Developing countries have long complained about limited multilateral support for their long-term financing needs. This is even more apparent when it comes to the big investment push necessary for a more resilient future. Public banking institutions, including central banks, are the key to success at both national and international levels. Whether or not existing multilateral institutions are the right vehicles to support that investment push, the undue influence of credit rating agencies must be addressed if the required scaling-up of resources is to take place.
Development banks across the world, at the national and global level, will need to work together to help countries identify low-carbon, high productivity activities, and design appropriate industrial policies to scale-up their resources in sustainable infrastructure and to support a just transition for workers and communities attached to carbon-intensive and outdated economic activity. The capital injection these banks need could come from recovered illicit financial flows, including from clampdowns on tax avoidance by transnational corporations and high-wealth individuals.
The required reforms go beyond the financial system. Trade ministers should work to introduce reforms to the WTO and the myriad treaties to accelerate trade and investment in net-zero carbon economic activity, to eliminate incentives for trade and investment in sectors in need of phase out, and to remove obstacles to green industrial policies for full employment at living wages. And they should do so in full knowledge that developing countries face specific challenges that will need differential support and sufficient policy space.

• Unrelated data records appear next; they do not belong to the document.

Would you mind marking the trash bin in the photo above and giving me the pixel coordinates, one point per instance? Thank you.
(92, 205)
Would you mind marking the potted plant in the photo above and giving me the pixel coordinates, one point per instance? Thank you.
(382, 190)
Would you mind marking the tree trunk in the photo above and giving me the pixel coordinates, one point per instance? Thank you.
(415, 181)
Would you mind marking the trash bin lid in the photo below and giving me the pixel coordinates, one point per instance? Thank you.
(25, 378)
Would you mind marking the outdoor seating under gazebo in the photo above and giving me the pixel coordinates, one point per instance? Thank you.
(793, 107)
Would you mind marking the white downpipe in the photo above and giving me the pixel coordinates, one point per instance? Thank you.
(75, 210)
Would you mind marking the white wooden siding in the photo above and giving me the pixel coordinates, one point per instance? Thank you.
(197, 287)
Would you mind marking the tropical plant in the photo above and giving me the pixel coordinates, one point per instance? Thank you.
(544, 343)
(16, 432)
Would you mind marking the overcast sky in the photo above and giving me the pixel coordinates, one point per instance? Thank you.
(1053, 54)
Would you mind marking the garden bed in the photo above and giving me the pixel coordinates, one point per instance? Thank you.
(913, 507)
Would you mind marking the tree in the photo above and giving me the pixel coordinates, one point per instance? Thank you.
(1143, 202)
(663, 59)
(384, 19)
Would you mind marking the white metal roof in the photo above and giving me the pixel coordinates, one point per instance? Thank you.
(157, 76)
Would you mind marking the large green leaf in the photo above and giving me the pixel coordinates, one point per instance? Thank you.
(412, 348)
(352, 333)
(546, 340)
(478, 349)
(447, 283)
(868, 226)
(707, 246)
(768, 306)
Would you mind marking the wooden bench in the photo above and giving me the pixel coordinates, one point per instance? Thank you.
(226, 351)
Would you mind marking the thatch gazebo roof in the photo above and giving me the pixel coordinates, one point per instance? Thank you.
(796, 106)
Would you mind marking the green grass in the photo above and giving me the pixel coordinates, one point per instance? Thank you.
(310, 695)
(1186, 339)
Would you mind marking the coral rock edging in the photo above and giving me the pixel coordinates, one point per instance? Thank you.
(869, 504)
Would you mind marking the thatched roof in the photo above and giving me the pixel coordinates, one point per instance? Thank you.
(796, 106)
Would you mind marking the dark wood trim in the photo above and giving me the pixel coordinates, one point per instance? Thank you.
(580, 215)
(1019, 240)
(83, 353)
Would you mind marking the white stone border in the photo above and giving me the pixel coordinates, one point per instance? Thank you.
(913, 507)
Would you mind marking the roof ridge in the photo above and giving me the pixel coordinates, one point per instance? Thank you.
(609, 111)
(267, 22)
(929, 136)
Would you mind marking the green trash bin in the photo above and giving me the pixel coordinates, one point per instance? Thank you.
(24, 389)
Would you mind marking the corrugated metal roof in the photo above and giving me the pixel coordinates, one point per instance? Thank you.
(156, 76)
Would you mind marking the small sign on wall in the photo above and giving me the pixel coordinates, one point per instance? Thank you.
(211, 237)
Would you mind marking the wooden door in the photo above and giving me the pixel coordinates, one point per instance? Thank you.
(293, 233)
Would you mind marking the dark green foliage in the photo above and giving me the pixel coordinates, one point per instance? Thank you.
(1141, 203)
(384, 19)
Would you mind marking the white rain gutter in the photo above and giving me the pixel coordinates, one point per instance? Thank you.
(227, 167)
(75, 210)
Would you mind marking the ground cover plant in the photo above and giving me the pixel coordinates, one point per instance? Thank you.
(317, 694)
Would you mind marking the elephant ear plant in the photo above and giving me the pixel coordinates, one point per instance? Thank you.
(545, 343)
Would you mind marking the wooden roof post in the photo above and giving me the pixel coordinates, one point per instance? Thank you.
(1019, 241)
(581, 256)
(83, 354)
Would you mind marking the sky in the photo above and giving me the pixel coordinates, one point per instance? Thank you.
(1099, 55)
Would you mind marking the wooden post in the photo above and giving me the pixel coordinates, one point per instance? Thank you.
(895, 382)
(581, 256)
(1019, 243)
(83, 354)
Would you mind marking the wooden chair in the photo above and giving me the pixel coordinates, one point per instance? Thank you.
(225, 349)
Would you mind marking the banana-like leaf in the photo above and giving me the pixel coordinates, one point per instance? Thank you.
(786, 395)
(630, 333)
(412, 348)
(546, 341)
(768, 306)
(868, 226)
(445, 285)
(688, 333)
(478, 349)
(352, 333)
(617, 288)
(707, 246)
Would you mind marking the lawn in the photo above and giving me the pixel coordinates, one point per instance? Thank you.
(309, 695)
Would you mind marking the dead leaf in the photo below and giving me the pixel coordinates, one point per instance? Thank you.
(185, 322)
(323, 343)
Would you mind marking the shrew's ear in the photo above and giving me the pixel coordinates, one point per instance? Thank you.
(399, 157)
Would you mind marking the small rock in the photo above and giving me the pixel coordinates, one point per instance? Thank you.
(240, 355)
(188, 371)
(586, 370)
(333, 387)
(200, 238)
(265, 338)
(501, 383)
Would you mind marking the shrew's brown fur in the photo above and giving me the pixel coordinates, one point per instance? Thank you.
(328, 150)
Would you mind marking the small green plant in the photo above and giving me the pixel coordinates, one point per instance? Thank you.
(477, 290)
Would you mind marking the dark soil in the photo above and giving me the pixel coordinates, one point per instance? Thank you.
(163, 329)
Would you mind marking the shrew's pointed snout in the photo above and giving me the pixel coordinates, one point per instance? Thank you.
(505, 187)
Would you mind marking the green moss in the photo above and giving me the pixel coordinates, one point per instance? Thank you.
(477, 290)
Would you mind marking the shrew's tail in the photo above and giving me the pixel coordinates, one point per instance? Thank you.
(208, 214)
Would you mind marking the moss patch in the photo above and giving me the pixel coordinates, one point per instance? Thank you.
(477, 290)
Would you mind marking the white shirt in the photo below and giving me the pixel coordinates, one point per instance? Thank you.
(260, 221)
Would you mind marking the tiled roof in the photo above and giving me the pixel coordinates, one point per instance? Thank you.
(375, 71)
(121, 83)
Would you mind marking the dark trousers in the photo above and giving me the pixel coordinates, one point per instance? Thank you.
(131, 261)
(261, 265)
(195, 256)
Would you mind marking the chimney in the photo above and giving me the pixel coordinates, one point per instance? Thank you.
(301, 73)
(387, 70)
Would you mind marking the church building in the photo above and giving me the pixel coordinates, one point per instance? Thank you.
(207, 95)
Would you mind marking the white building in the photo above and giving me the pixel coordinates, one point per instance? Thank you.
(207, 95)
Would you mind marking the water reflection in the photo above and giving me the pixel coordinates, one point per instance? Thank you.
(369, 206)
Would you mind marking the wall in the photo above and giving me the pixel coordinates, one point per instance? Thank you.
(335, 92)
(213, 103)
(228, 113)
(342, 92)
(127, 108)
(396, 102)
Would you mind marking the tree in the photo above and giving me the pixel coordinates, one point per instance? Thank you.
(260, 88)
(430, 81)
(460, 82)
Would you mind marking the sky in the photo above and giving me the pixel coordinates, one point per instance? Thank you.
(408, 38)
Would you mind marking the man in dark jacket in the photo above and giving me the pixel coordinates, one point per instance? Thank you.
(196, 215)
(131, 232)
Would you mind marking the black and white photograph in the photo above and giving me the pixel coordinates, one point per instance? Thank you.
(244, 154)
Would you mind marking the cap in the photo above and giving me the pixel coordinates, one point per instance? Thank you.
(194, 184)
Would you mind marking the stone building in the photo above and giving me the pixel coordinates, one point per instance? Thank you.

At a moment like this — when world leaders are scrambling for solutions to the pandemic — it is essential to reiterate: we have no time left to delay our efforts to affect a drastic reduction in carbon emissions and reduce the obscene levels of inequality that have been hard-wired into the rules of hyperglobalization. The increase in climate-related catastrophes, in social unrest, and in the rise of right-wing populism are early warnings of what will become a new normal. Even as the United States has forsaken its leadership role, it is up to committed governments around the world — and the international movement supported by this Progressive International — to respond to “the fierce urgency of now”.